Outro ponto de destaque no estudo é relacionado ao subsetor de CTP. Ao contrário de Obras Gerais, o avançø do preço continua abaixo da inflação, mas houve um aumento nominal no faturamento de 3,3%. Além disso, é um subsetor que tem migrado para o digital e que a cada ano vê o crescimento das Livrarias Exclusivamente Virtuais.

Aliado a esse ponto, o Conteúdo Digital – que apresentou alta nominal de 21,6% – contou com o impulso das Bibliotecas Virtuais e Plataformas Educacionais, um movimento que já se delineava nos últimos anos. “O uso de sistemas de ensino é uma realidade em parte das escolas privadas do país, sobretudo no Ensino Médio. Observamos, entretanto, uma ampliação desse uso no Ensino Fundamental e na Educação Infantil, além de uma adesão crescente por parte de redes públicas municipais”, explica Roberta Perazzo Campanini, diretora de marketing, produtos e experiência do cliente da FTD Educação. A profissional acredita ainda que essa tendência deverá se intensificar nos próximos anos, impulsionada pela evolução das infraestruturas digitais, pelo uso de tecnologias emergentes, como a Inteligência Artificial generativa, e pela formação continuada dos educadores.

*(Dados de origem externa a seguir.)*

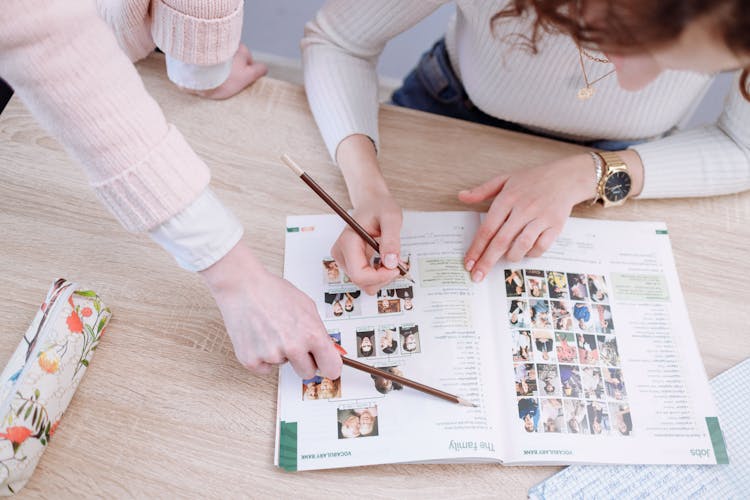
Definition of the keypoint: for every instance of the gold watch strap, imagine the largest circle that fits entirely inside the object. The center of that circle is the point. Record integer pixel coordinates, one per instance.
(612, 161)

“É relevante destacar que o setor tem respondido a essa demanda por meio de investimentos significativos no desenvolvimento de produtos digitais. Na FTD Educação, por exemplo, foram destinados mais de R$ 30 milhões para mais de 70 projetos voltados à inovação e à transformação digital, com foco na melhoria da experiência educacional”, completa Campanini.

Em relação aos canais de distribuição, a digitalização também é perceptível. “Hoje, os canais de ‘Escolas e Colégios’ têm participação semelhante à de ‘Livrarias’ em volume, ao passo que observamos um crescimento dos marketplaces e dos sites próprios das editoras, reflexo da busca por maior conveniência e segurança. No mercado privado, por exemplo, a FTD Educação detém aproximadamente 20% de participação no segmento de sistemas de ensino”, comprova Roberta.

Em uma análise mais geral, Karine Pansa, CEO do Grupo Girassol e ex-presidente da International Publishers Association (IPA), acredita que o bom desempenho de Obras Gerais e Religiosos reflete uma busca crescente das pessoas por conforto, acolhimento e respostas. “É algo que se conecta muito com o papel que o livro pode (e deve) ter: ser companhia, pausa, reflexão. E olhando para frente, acredito que veremos essa mesma tendência se repetir de forma bastante clara nos livros de colorir, que têm ganhado força silenciosa, mas constante, com cada dia mais títulos disponíveis no mercado”.